I remarked in a previous blog that there are certain themes that regularly pop up in my client conversations, because they are useful tools in thinking about analytics and the Logical Data Warehouse (LDW) in particular. Here’s another favorite:
In many situations when trying to understand how to move forward, a Return on Investment (RoI) point of view makes things clearer
I appreciate that this may seem to be just motherhood and apple pie – but stay with me and I think you’ll see what I mean. Technical architecture and the way it supports both development and run time efficiency, has a huge effect on cost and benefits, and thus the financial return obtained.
In any analytic system there are always a list of potential business requirements. These may be formal and explicit and neatly compiled in a list, or they may be implicit, existing in the heads of business users. Either way we obtain benefit when we fulfill any of these requirements. If we have an explicit list then it just makes it easier to track our progress.
Each requirement can be thought of as always having two estimates associated with it:
1) The cost and/or effort
2) The benefit to be obtained.
Regardless of whether either are actually measured it will always be the case that a requirement will have a certain cost to implement, and will deliver a certain amount of benefit. We can choose to ignore this but it will always be true. The more we explicitly recognize these measures the firmer the ground we will be standing on when justifying our systems.
I go into this in more detail in one of my pieces of research, see Solution Path for Planning and Implementing the Logical Data Warehouse.
This does not need to be complicated since it is self evident that:
- If we can do twice the number of requirements then, on average, we’ll expect to get twice the benefits.
- If we can meet requirements with half the effort, we can do twice as many and get twice the benefit.
As an aside, there are some nuances to this. If you are creating new reports on existing data, this can be done very fast – as fast as you can create the queries. You don’t have to re-analyze all the data sources from scratch, that’s already been done and they are now being reused. To be sure, if you have many new reports, new users and a greater frequency of reporting this will put additional demand on the underlying platform. However, if you have used platforms that scale up it is simple to add capacity. The run time costs go up linearly, and if you are getting additional benefits they do too. Thus you are in the happy circumstance of having variable costs – you only need add capacity and cost when you can justify it by the incremental benefits to be obtained.

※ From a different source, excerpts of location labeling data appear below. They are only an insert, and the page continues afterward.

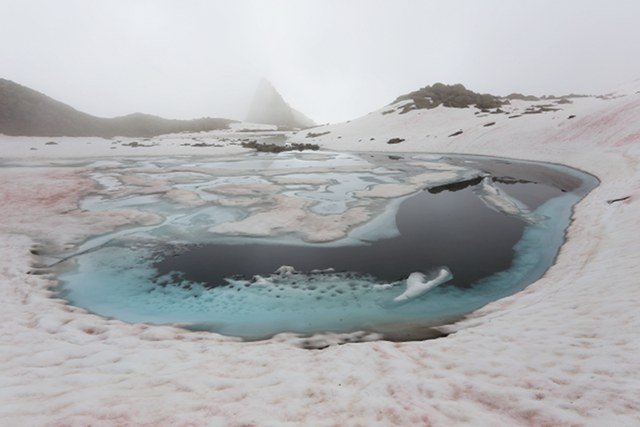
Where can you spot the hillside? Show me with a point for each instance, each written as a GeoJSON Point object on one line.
{"type": "Point", "coordinates": [26, 112]}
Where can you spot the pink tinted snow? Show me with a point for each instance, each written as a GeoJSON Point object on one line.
{"type": "Point", "coordinates": [561, 353]}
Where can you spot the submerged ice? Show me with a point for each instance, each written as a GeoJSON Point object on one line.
{"type": "Point", "coordinates": [359, 228]}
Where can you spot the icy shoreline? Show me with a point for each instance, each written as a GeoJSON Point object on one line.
{"type": "Point", "coordinates": [562, 352]}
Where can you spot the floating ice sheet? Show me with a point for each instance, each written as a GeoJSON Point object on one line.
{"type": "Point", "coordinates": [323, 200]}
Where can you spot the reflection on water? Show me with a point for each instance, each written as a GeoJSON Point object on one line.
{"type": "Point", "coordinates": [309, 242]}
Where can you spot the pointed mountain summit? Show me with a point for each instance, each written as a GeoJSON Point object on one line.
{"type": "Point", "coordinates": [268, 107]}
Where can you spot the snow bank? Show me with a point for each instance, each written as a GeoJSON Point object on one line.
{"type": "Point", "coordinates": [562, 352]}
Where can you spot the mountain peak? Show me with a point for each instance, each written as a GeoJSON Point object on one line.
{"type": "Point", "coordinates": [268, 107]}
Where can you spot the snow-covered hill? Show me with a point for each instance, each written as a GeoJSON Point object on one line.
{"type": "Point", "coordinates": [563, 352]}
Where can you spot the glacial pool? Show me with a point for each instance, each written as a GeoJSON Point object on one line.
{"type": "Point", "coordinates": [309, 242]}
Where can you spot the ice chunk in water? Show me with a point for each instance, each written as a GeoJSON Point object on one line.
{"type": "Point", "coordinates": [498, 200]}
{"type": "Point", "coordinates": [419, 284]}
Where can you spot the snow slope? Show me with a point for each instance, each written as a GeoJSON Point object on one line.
{"type": "Point", "coordinates": [562, 352]}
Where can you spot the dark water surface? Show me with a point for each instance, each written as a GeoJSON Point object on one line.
{"type": "Point", "coordinates": [450, 228]}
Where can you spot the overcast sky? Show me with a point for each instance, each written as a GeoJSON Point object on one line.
{"type": "Point", "coordinates": [332, 60]}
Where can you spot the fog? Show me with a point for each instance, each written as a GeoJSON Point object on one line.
{"type": "Point", "coordinates": [332, 60]}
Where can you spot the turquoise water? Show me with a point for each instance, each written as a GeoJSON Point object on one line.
{"type": "Point", "coordinates": [421, 259]}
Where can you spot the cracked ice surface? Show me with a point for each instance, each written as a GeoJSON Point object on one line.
{"type": "Point", "coordinates": [342, 200]}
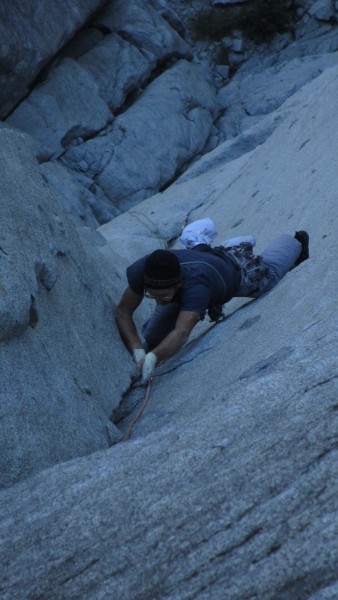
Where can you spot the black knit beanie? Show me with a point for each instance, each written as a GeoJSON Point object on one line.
{"type": "Point", "coordinates": [162, 270]}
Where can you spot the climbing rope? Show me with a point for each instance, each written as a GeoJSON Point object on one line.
{"type": "Point", "coordinates": [139, 413]}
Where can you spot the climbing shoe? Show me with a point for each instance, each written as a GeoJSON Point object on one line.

If you do need to add a data source then this only needs be done once. If you have a new requirement that needs ten sources, one of which is new, you only need put in the effort to introduce the one new source, thereafter it is available to be combined with other sources in any way you choose. The more sources you add the lower the proportion of effort needed to add a new source compared to the total effort. Put another way, as time progresses the effort you need to put into adding sources steadily reduces. In the early days each new requirement probably needs new sources, but the probability of this diminishes over time and you find that eventually most of the sources are already loaded. Even for unstructured or semi-structured data where we use “schema on read” we just create new schema rather than have to physically re-obtain the data from scratch.
Our organizations have a fixed amount of resource available – computer equipment, people, money and we want to ensure we get the maximum return. This is where technical architects can really help. A well architected system can handle many more analytical requests for a given amount of money. This was stated succinctly in the following quote, variants of which are usually attributed to Henry Ford.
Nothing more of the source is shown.